Пример работы «доктором» — Гостиный Двор. Его должны были сдавать к 850-летию Москвы. Когда мэр меня назначил ответственным за реконструкцию, я сказал: «Юрий Михайлович, если вы не хотите испортить этот объект, мы его не должны сдавать к 850-летию. Еще нужно два года». Он разозлился, но потом согласился: сдавать не будем, работайте спокойно. И мы стали исторические камушки выбирать, нумеровать их, чтобы реставрировать то, что можно… Второй пример — Манеж после пожара. То, что не спрятали балки Бетанкура за потолком, как это было до ЧП, во многом результат моих усилий. Я Лужкову доложил: «Не надо закрывать». Он услышал.
— Правда, что вы стали архитектором случайно?

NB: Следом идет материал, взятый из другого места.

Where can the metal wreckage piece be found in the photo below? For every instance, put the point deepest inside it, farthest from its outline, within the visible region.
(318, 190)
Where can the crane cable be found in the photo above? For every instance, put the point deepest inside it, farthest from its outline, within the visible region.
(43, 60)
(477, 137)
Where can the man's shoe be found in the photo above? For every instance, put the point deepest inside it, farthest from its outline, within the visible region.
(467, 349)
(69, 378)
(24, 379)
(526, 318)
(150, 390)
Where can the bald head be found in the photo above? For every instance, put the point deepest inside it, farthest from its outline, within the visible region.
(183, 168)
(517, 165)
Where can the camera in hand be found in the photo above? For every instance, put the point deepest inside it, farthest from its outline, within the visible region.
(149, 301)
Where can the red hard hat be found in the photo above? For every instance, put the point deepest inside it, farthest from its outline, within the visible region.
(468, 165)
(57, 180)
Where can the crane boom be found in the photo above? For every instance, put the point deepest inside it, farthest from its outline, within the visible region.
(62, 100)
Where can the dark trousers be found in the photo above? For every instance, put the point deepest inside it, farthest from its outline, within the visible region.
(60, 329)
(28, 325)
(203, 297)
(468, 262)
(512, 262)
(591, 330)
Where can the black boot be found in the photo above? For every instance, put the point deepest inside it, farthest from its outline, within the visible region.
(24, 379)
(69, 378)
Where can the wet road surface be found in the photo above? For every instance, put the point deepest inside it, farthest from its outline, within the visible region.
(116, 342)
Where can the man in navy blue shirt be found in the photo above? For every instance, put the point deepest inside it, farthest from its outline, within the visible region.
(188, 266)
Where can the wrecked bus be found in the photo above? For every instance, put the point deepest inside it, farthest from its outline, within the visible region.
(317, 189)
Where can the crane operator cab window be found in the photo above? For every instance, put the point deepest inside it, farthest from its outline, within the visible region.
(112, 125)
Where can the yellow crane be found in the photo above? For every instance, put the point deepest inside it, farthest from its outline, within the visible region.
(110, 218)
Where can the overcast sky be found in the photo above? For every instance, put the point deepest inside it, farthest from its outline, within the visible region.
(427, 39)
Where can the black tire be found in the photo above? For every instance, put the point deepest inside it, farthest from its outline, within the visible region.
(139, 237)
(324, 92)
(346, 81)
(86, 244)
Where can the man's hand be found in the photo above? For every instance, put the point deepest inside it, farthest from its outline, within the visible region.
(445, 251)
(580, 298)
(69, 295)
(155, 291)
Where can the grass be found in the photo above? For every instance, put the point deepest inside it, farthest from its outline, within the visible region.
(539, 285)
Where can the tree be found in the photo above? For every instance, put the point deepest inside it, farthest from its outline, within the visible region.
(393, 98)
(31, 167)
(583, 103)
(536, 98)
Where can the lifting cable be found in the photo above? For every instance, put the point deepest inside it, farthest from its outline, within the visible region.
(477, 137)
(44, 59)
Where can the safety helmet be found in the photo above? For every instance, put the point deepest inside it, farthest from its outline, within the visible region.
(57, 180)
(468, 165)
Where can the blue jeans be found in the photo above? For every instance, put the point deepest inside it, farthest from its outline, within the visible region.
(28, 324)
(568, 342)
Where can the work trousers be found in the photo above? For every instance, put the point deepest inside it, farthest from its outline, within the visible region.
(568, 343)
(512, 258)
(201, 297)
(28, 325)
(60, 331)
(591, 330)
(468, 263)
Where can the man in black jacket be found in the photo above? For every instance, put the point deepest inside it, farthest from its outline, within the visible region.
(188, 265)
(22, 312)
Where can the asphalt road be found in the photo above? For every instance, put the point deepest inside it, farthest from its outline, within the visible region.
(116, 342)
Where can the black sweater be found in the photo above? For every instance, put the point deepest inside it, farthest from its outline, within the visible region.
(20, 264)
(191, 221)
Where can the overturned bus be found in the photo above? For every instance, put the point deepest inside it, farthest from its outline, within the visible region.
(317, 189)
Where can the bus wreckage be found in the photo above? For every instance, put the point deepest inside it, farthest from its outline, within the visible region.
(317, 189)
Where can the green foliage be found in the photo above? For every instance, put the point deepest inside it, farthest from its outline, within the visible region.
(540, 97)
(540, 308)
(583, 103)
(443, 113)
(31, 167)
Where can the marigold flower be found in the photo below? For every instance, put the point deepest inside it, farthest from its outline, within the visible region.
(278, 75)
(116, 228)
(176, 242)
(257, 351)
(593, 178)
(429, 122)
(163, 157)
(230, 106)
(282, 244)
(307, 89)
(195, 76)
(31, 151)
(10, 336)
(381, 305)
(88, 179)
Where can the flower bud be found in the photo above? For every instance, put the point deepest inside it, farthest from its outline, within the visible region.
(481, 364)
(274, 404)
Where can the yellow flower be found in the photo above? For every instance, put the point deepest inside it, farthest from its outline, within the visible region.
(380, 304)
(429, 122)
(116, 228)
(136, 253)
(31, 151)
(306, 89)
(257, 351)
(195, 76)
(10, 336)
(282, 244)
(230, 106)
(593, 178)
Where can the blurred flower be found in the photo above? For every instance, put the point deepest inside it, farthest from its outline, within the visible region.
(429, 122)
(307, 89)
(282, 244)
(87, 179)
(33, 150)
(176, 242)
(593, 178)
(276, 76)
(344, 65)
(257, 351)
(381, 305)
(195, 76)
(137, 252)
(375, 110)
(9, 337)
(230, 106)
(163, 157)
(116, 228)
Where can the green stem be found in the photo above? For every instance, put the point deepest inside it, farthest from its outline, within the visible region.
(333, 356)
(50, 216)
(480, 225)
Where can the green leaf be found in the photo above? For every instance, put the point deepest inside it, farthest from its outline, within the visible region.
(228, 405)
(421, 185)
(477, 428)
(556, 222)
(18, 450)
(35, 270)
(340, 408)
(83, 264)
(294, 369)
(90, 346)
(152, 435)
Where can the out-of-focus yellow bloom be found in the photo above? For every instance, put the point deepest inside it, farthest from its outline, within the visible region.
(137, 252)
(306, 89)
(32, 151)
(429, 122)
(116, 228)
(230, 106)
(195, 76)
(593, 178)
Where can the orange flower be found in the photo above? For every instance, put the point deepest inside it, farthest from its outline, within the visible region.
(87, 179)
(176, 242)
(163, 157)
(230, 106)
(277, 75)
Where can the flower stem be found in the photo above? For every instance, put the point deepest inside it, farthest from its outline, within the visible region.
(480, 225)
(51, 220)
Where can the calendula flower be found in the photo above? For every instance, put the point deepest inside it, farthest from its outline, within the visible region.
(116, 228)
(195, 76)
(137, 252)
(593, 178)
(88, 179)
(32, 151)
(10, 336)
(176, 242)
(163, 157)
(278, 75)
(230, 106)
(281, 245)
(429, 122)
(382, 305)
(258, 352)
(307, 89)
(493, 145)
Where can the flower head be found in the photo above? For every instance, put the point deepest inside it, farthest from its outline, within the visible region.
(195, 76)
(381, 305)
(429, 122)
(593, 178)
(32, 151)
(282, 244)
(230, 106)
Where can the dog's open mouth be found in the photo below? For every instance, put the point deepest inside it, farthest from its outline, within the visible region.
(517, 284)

— Я действительно случайный архитектор. А вот мои дочери и племянницы — неслучайные: они с детства тусовались в Доме архитектора, ходили в студию «Старт». У них даже была такая фраза: все там — в МАРХИ — будем. Я родился на периферии Москвы, в Сокольниках. Дом стоял почти на железной дороге. Государство тогда, кажется, считало, что люди должны жить на малой родине — то есть там, где работают. Потому железнодорожники жили у дорог, химики возле химкомбинатов и так далее. То, что уже тогда существовал запрет на строительство жилья у вредных производств, никому не мешало селить людей в опасных для здоровья зонах. Мой дом до сих пор стоит, видимо, он так мал, что построить на его месте что-то еще никому в голову не приходит. Мама была филологом, отец — военным моряком. Он, фронтовик, рано ушел в отставку. Интересное имел качество: куда бы ни приходил на работу рядовым сотрудником, быстро становился начальником. А когда настали постперестроечные времена, организовал кооператив, успешно зарабатывал, но все сожалел: вот бы лет 10 скинуть, развернулся бы покруче! В детстве и юности мы с отцом крепко дружили. Когда мама уезжала куда-нибудь, вместе ходили в рестораны, «как настоящие мужики». Считаю себя воспитанником культурного секонд-хенда, потому что все новости к нам в Сокольники доходили довольно поздно. Представьте, в гостях у некоего драматурга поет Александр Галич. Дочка драматурга записывает его на магнитофон, а потом приносит запись в спортивную секцию, где занимается одноклассник нашего соседа… Так запись доходит до Сокольников, правда, в таком качестве, что кто-то должен стоять рядом с магнитофоном и дублировать Галича. По той же схеме до нас доходили распечатки книг… Школа у нас тоже была примечательная. И дело не в том, что в ней был физматуклон, а в том, что работали там уникальные преподаватели. Например, географ, рассказывая о странах, всегда упоминал о сортах вин и табака, которыми конкретная страна славилась… Я учился нормально, но на всех уроках рисовал. Историк говорил: «Пусть рисует, может, архитектором или художником станет». Между прочим, именно его слова заставили меня задуматься. Я ведь собирался пойти в Полиграфический, но потом вдруг осознал, что есть Архитектурный институт, записался на курсы и поступил сразу после школы. Вначале было очень тяжело, никак не мог войти в эту среду.